Preparation and patient positioning
The patient’s head should be well supported with a low-profile pillow or cushion. The authors find the gel doughnut to work well in this situation. The head should be slightly turned 45° away from the operative side. Too much rotation of the head may distort landmarks in the surgical field. The arms should be tucked and padded around the elbow and wrist. Special care should be taken to not distort IV tubing, the blood pressure cuff, or arterial line tubing (if present). The hands and wrist should be in a neutral thumbs-up position. The authors recommend rolling blue surgical towels to simulate an aluminum can and place this in the patient’s hand for support. A stack of folded surgical towels then is used to elevate the shoulder on the surgical side. The number of towels is enough to support the shoulder, raising it off the bed and opening the costoclavicular space. The operating room bed should then be placed in a semi-Fowler position. The back of the patient should be in an approximately 30° incline with the legs flat or with a slight decline to relive tension on the lower back ( Fig. 1 ).

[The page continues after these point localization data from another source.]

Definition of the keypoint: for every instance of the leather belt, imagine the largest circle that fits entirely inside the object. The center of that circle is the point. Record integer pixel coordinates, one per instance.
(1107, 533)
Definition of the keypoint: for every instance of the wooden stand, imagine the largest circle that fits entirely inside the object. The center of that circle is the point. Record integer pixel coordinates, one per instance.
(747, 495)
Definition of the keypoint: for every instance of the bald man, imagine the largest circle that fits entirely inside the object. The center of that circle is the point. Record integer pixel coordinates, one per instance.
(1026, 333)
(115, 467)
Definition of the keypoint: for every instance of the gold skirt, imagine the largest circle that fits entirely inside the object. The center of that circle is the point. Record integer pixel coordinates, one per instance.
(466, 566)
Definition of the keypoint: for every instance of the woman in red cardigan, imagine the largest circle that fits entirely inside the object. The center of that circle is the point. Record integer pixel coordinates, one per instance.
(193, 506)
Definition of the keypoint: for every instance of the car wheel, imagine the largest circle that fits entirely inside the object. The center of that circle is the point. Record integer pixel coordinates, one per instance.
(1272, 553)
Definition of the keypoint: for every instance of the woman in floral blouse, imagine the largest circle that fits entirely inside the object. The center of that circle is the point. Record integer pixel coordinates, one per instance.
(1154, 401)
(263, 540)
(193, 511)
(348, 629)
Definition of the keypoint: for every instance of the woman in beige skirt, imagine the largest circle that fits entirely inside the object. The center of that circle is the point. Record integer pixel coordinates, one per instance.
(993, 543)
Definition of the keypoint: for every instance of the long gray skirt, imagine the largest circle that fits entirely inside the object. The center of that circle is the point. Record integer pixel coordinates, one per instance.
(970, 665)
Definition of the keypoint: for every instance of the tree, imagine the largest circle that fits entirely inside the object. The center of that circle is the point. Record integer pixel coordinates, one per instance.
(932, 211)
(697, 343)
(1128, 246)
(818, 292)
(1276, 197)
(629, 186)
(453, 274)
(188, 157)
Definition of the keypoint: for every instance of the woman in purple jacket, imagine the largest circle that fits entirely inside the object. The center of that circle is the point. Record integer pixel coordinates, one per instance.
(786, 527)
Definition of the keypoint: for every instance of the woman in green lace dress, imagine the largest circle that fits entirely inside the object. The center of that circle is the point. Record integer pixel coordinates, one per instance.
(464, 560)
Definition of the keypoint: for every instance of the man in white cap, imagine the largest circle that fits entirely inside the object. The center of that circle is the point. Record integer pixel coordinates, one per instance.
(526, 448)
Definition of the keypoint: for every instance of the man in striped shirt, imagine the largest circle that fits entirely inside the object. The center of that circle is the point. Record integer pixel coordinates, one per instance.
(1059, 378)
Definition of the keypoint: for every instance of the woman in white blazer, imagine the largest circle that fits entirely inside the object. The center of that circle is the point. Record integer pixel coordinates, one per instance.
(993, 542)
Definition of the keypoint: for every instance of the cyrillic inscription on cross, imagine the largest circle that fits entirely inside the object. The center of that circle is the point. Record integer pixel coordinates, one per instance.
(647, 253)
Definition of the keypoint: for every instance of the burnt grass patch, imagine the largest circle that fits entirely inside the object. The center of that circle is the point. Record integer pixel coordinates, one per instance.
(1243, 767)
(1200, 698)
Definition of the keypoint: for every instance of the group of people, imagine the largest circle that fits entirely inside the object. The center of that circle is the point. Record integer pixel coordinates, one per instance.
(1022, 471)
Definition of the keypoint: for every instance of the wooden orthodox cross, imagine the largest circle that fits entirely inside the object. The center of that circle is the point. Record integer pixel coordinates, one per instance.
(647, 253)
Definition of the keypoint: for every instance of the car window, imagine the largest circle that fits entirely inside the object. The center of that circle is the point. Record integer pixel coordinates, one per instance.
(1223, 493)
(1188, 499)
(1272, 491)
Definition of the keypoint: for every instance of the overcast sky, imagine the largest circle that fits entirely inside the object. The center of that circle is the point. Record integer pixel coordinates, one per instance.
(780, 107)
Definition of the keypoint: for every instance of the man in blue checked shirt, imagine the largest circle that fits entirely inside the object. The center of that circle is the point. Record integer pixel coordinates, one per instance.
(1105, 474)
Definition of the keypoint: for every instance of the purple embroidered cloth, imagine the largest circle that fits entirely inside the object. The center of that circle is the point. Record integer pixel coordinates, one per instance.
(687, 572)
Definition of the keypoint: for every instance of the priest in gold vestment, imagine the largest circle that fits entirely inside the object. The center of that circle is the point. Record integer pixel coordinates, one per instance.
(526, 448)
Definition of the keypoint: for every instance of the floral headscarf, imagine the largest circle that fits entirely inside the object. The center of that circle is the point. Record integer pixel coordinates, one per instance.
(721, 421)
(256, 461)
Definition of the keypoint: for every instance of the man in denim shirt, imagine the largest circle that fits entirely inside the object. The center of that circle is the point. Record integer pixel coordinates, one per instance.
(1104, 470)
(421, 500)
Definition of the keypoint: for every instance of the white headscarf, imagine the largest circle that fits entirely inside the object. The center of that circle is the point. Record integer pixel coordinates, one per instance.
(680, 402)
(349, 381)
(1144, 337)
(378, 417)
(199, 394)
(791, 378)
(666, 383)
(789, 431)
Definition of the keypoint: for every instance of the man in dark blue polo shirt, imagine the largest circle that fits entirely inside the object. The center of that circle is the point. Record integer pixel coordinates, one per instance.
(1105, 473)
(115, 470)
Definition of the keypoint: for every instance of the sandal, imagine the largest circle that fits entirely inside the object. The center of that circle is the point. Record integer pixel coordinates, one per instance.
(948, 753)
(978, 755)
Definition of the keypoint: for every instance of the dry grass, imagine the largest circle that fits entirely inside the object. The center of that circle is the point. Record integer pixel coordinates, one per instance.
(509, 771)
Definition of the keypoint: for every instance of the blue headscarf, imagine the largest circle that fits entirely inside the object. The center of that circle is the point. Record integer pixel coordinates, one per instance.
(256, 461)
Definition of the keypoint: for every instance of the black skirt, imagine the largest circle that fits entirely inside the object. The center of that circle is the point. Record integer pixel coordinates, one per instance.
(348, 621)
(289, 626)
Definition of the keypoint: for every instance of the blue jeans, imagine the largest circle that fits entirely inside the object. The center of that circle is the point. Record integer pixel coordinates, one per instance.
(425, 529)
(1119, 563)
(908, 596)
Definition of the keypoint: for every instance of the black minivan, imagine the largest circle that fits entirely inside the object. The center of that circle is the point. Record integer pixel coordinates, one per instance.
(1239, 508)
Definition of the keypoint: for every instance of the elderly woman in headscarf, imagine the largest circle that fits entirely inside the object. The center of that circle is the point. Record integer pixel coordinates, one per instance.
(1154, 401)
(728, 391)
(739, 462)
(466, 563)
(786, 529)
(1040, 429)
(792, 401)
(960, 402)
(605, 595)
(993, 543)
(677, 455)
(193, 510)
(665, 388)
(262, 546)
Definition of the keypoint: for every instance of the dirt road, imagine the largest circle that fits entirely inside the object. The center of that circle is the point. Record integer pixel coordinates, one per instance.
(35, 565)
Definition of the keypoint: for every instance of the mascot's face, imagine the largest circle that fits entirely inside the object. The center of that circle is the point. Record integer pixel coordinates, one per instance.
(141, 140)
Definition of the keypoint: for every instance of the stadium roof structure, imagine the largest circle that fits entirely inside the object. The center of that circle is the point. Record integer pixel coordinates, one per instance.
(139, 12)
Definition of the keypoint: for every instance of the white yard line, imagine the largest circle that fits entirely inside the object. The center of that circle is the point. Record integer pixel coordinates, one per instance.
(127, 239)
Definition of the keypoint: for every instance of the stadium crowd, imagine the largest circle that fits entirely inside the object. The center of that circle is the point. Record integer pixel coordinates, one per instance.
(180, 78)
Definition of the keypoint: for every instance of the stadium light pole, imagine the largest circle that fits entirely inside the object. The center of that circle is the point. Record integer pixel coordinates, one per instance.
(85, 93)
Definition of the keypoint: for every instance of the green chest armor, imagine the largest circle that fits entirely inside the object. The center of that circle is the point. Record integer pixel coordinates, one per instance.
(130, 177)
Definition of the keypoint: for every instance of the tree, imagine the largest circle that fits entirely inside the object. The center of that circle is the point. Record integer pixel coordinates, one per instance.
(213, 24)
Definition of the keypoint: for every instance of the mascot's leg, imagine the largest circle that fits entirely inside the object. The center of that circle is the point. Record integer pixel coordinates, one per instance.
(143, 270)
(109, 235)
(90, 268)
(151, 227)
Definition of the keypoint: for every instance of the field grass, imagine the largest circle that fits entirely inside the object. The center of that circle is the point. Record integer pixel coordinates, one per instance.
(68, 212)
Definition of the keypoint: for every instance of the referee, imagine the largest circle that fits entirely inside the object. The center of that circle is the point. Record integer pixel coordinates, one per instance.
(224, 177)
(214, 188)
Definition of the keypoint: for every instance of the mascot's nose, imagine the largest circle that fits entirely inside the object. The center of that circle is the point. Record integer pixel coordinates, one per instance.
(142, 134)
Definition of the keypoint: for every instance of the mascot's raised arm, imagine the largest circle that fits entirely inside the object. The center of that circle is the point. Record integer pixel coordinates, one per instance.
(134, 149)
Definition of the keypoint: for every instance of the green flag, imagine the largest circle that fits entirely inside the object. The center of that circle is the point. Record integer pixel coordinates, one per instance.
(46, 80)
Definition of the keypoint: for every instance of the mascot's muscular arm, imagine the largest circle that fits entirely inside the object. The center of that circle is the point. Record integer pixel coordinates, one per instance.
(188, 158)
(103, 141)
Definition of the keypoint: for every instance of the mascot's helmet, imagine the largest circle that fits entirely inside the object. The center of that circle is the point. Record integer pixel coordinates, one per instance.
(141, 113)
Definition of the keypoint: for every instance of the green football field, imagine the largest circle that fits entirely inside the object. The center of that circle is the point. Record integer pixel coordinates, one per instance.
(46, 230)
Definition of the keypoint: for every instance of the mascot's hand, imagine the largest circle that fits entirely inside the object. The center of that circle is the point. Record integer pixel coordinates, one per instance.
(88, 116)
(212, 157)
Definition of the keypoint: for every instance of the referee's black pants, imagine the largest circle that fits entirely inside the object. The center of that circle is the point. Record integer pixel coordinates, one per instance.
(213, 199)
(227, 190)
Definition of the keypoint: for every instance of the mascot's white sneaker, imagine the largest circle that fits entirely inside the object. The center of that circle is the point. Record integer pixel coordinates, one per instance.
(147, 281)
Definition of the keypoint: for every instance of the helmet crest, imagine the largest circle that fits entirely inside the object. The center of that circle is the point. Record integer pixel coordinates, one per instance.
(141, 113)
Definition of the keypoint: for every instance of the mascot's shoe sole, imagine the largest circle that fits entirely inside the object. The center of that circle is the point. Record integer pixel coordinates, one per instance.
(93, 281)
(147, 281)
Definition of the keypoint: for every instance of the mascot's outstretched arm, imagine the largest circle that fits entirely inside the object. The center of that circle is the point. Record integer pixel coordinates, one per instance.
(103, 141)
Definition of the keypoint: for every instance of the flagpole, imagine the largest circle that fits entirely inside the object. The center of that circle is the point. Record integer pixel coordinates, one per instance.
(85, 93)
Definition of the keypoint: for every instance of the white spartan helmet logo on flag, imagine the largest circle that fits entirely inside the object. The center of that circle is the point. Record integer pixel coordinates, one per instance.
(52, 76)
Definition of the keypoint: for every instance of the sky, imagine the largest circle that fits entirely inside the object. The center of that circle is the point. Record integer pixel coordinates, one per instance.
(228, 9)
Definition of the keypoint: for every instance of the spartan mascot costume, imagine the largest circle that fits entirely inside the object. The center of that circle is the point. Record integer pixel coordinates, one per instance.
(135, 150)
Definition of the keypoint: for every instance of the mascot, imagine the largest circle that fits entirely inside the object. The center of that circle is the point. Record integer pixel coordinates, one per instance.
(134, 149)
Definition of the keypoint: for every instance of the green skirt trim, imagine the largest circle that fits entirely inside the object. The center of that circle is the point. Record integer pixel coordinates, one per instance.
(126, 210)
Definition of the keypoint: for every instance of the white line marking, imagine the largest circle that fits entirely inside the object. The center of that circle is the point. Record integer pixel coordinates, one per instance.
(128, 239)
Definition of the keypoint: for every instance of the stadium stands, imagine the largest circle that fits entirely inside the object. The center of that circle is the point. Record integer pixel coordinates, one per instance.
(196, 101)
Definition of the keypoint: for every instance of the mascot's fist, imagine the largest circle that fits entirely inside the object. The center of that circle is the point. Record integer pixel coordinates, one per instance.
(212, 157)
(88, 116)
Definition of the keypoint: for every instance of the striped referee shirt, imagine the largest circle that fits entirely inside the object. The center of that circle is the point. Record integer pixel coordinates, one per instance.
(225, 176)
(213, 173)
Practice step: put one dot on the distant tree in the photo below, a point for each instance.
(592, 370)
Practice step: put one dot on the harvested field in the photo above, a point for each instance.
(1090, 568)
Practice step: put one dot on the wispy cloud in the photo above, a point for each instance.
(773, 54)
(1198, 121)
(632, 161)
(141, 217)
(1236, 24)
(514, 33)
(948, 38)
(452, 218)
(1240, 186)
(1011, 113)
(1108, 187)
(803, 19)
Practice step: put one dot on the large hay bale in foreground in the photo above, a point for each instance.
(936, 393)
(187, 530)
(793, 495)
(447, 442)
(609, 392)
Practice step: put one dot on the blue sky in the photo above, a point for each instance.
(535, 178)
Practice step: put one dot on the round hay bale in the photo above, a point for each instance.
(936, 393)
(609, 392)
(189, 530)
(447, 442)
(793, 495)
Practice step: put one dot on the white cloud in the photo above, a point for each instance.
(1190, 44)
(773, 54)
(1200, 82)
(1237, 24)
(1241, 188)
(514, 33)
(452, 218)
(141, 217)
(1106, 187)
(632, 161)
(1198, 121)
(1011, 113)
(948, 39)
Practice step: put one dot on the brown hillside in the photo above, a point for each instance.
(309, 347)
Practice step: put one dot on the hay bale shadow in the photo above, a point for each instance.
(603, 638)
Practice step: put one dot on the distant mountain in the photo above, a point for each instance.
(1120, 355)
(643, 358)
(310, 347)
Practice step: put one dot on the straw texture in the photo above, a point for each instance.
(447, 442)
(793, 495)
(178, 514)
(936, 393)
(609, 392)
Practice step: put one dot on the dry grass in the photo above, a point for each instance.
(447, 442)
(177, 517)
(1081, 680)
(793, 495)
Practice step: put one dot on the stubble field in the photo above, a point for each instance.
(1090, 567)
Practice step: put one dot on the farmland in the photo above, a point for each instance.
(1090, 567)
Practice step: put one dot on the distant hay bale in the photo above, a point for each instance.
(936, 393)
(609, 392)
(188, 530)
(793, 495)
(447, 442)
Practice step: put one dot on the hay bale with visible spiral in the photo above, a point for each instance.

The patient should be prepped from the chin, including both sides of the neck, shoulder to shoulder, and down to the umbilicus. Standard surgical drapes then are used (U drape may be preferred from bottom up) such that there is access to the neck on the surgical side, supraclavicular area to the shoulder, and down to the umbilicus. Although it is extremely rare to need access to the sternum, the patient should be prepped and ready for sternotomy, if needed. A sterile blue towel is used to cover the chest and protect the patient’s skin. The surgical drapes passed to the anesthesia team should be attached to the IV pole or ether screen in a low profile to allow the surgeon and assistant to look from a cephalad to caudal direction in the surgical field.
Procedural approach
The skin incision is typically 4 cm to 5 cm long (range 3.5–6 cm) and is centered on the lateral border of the sternocleidomastoid (SCM) muscle. This incision is placed 1 cm to 2 cm above the clavicle. The electrocautery then is used ed to divide the subcutaneous tissue and platysma. Skin hooks then are used to create subplatysmal flaps for 2 cm to 3 cm in all directions of the incision ( Fig. 2 ).